Ce qui choque encore plus, c’est la justification donnée par le gouvernement américain : selon Washington, la situation en Haïti se serait améliorée, et les Haïtiens peuvent donc retourner chez eux. Mais de quelle amélioration parle-t-on ? Quel pays les autorités américaines regardent-elles ? Certainement pas l’Haïti réel, celui que nous vivons au quotidien.

L’Haïti d’aujourd’hui est un champ de ruines sociales et sécuritaires. Port-au-Prince est en partie contrôlée par des gangs lourdement armés, les écoles ferment, les hôpitaux manquent de tout, les tribunaux sont paralysés, et plus d’un million de personnes sont déplacées internes. Même la capitale n’est plus accessible sans risquer sa vie.

Pourtant, les autorités américaines osent déclarer que les bénéficiaires du TPS peuvent rentrer dans ce chaos.

Pire encore : c’est ce même gouvernement américain qui interdit à ses propres citoyens de se rendre en Haïti et qui demande à ceux qui s’y trouvent de quitter immédiatement le territoire à cause des violences extrêmes et de l’insécurité généralisée. Ce sont leurs propres mots : les gangs qui contrôlent une grande partie du pays sont qualifiés de terroristes. Alors, encore une fois : qu’est-ce qui s’est amélioré ? La réponse est claire : rien.

Ceux qui nous oppriment aujourd’hui, ce sont souvent les mêmes que Washington a soutenus, financés ou imposés au pouvoir. Qui a fermé les yeux pendant que le pays s’enfonçait ? Qui a permis à des politiciens sans légitimité de diriger sans contrôle ? Qui a refusé d’écouter la voix du peuple haïtien ?

Les États-Unis. Ce même pays qui aujourd’hui prétend que tout va mieux et qui prépare la déportation de milliers d’Haïtiens vulnérables.

Les bénéficiaires du TPS vivent aux États-Unis depuis plusieurs années. Leur maison n’existe peut-être plus, leur quartier est devenu une zone de non-droit, et leur famille a fui.

En Haïti aujourd’hui, il n’y a pas de refuge, pas de stabilité, pas de services publics. Et pourtant, on leur dit de « rentrer chez eux ».

Mais rentrer où ? À Martissant, zone contrôlée par des gangs ? À Croix-des-Bouquets, devenue une ville fantôme ? Gréssier ? Kenskoff ? Mirebalais ? Savien ? La Chapelle ? Par l’aéroport qui ferme régulièrement ? Les Haïtiens seront livrés à eux-mêmes, à la merci des bandits et de la misère.

Face à cette décision cruelle, où sont les dirigeants haïtiens ? Ont-ils publié un communiqué ? Ont-ils protesté ? Ont-ils demandé un moratoire ou une réévaluation ? Non. Silence total. Comme d’habitude.

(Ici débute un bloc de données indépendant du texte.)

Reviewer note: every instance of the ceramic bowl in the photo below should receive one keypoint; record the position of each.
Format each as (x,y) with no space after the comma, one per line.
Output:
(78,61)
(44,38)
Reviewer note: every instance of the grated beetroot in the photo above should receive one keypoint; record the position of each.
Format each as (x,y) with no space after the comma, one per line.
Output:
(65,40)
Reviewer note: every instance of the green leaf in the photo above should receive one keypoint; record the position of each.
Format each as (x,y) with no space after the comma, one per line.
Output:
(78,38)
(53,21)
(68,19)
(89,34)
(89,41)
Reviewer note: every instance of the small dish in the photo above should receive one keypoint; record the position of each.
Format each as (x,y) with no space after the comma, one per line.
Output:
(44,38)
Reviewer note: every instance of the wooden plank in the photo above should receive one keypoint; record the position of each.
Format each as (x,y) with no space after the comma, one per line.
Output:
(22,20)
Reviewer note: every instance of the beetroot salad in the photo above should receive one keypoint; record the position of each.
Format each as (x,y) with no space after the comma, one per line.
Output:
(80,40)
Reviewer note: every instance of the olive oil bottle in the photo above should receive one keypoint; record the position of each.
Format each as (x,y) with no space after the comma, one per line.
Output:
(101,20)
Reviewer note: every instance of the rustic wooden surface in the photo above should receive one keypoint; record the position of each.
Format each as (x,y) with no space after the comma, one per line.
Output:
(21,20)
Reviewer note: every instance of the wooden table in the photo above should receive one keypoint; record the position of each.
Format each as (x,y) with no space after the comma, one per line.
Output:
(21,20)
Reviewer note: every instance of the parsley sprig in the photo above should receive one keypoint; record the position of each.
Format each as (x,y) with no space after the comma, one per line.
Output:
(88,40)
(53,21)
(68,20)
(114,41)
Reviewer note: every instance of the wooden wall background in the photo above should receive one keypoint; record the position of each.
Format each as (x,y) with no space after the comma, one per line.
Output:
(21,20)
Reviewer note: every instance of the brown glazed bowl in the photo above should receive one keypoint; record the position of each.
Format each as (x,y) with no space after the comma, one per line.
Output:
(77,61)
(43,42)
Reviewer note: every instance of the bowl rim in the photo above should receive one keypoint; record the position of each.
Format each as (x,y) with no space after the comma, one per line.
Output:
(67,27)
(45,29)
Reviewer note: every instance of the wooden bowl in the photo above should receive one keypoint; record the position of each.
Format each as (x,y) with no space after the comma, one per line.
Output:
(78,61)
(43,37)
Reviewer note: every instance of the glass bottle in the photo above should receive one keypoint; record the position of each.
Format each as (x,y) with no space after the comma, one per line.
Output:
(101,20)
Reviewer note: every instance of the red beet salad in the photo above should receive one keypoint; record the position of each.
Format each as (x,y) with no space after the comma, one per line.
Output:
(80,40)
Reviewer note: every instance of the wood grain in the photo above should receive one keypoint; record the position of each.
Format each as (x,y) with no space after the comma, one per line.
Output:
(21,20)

Ces dirigeants qui se disent au service du peuple ne lèvent pas le petit doigt pour défendre leurs compatriotes humiliés et rejetés. Ils laissent les puissants nous cracher au visage. Ils ne sont pas seulement incompétents : ils sont complices.

Le peuple haïtien est fatigué, mais pas vaincu. Nous avons survécu à l’esclavage, à l’occupation, aux cyclones et aux trahisons. Ce que nous vivons aujourd’hui est une nouvelle humiliation, mais notre histoire est faite de résistance.

À la communauté internationale qui nous méprise : nous n’oublions pas. À nos dirigeants qui nous trahissent : honte à vous. Et à nos frères et sœurs de la diaspora : sachez que nous savons ce que vous vivez, et que vous n’êtes pas seuls.